Figure 14.3 presents part of the regression tree that is constructed by [15]. We trimmed the left hand side to fit into the space here; however, we can get the idea from the right hand side of tree. Generally speaking, a node of size $3$ or $6$ such as nodes $6$ and $8$ is too small to be reliable. Since we do not have the data to re-grow the tree, let us pretend that the node sizes are adequate, and concentrate on the interpretation instead. Since the main objective of Chen et al. appears to identify active nodes (i.e., those with high potencies), a small, inactive node is not of great concern.

First, there is one highly active node (node $7$ with potency greater than $2$) in Fig. 14.3. There are also two highly active nodes on the left hand side which are not shown in Fig. 14.3. Supported by the literature, [15] postulated that there might be different mechanisms of action because the active nodes contain compounds of very different characteristics. This is similar to the hypothesis suggested by Fig. 14.1 that the $40$ colon cancer tissues might be biologically heterogeneous.
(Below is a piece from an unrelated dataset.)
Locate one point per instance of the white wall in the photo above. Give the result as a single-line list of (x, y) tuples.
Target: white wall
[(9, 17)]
Chen et al. concluded further that their tree demonstrates the ability to detect multiple mechanisms of action coexisting in a large three-dimensional chemical data set. In addition, the selected atom pair descriptors also reveal interesting features of the monoamine oxidase (MAO) inhibitors. For instance, the ''aromatic ring center-triple bond center'' pair in the first split is the structural characteristic of pargyline, a well known MAO inhibitor.

We can see from these examples that tree-based methods tend to unravel integrated, intuitive results whose pieces are consistent with prior findings. Not only can we use trees for prediction, but also we may use them to identify potentially important mechanisms or pathways for further investigation.